財務省が昨年の6月末に公表した、平成28年事務年度(平成28年7月~平成29年6月)国税庁実績評価実施計画では、その実績目標のひとつに「適正申告の実現及び的確な調査・行政指導の実施」が定められ、その業績目標として「消費税については、無申告や不正還付への対応を含め、その調査、還付申告の処理等を的確かつ厳正に行います。」と、税目及び態様を掲げて明記されました。

この実施計画が公表された後、9月に、東京都の荷役請負会社が消費税を3年間申告しなかったことにより4,200万円を脱税したとして東京国税局に告発されたとの報道がされました。続いて10月には、大阪の宝飾品販売会社が、輸出免税制度を悪用して5億9千万円余の不正還付を受けたとして、大阪地検特捜部に逮捕されたとの記事が出されました。“消費税”、“無申告”、“不正還付”。上記の業績目標をそのまま踏襲しています。一罰百戒の意味をこめてニュース化されたのでは?と思っても、あながち的外れではないのではないでしょうか。

なお、国税庁が昨年の11月に発表した、平成27事務年度(平成27年7月~平成28年6月)法人税等の調査事績の概要によると、法人消費税については、消費税還付申告法人2,672件に対して実地調査が実施され、89億22百万円を追徴課税しました。この金額は、前年度対比3.7倍にあたります。一方、法人税については、実地調査件数は前年度とほぼ同じですが、追徴課税額は、前年度対比82.9%と減少しています。

法人消費税の調査は、通常、法人税の調査とセットで行われますが、上記の調査事績を勘案すると、主眼は消費税にあると思っても間違いではないでしょう。また、御社のように輸出業を営まれている場合、輸出免税により消費税の還付を受けていることが多いかと思われますので、更に、調査対象として照準を合わせられる恐れが否めません。

かといって、むやみに税務調査を恐れる必要はありません。税務調査とは、国税通則法第7章の2(国税の調査)関係通達の制定について(法令解釈通達)の第1章1-1に定められた、法律の規定に基づいて税務職員が行う一連の行為を言い、法令等に則って行われる任意調査です。この行為が法令等に則って正しく行われるよう、税法の専門家に立ち合っていただくことをお勧めします。

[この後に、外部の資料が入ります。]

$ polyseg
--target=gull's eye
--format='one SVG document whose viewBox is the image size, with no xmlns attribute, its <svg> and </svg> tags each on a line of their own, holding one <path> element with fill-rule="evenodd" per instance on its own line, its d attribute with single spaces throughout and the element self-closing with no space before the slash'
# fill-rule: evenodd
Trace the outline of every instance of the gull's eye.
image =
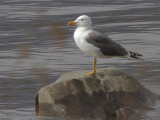
<svg viewBox="0 0 160 120">
<path fill-rule="evenodd" d="M 83 21 L 84 19 L 80 19 L 80 21 Z"/>
</svg>

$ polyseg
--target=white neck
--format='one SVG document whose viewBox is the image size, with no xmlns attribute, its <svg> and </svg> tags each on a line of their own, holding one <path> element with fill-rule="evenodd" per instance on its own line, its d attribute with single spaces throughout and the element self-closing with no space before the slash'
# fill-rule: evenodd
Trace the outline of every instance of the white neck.
<svg viewBox="0 0 160 120">
<path fill-rule="evenodd" d="M 77 40 L 79 37 L 82 36 L 82 31 L 83 34 L 85 31 L 91 30 L 91 27 L 77 27 L 76 30 L 74 31 L 74 39 Z"/>
<path fill-rule="evenodd" d="M 88 31 L 90 29 L 91 29 L 91 27 L 77 27 L 74 33 L 81 32 L 81 31 L 84 32 L 84 31 Z"/>
</svg>

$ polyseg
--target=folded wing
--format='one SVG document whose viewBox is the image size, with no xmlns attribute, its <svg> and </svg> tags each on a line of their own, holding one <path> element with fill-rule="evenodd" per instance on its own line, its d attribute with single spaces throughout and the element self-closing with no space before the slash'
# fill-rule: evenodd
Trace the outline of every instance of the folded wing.
<svg viewBox="0 0 160 120">
<path fill-rule="evenodd" d="M 127 50 L 115 43 L 107 35 L 97 31 L 91 31 L 86 38 L 87 42 L 98 47 L 105 56 L 127 56 Z"/>
</svg>

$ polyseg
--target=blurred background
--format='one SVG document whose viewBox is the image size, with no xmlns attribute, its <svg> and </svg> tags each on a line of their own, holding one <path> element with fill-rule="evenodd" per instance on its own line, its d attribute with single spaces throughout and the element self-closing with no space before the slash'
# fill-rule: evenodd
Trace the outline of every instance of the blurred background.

インボイスは、消費税の輸出免税を受けるための「証明」として、保存が必要です(消費税法7条2項、同法施行規則5条)。詳しくは、「リスクコンシェルジュ~税務リスク第87回 輸出の場合は金額をごまかしても大丈夫?!」をご参照ください。

 

鳥飼総合法律事務所 税務部パラリーガル 髙瀬貴子

 

※ 本記事の内容は、2016年3月末現在の法令及び財務省報道発表資料、国税庁HP掲載資料等に基づいています。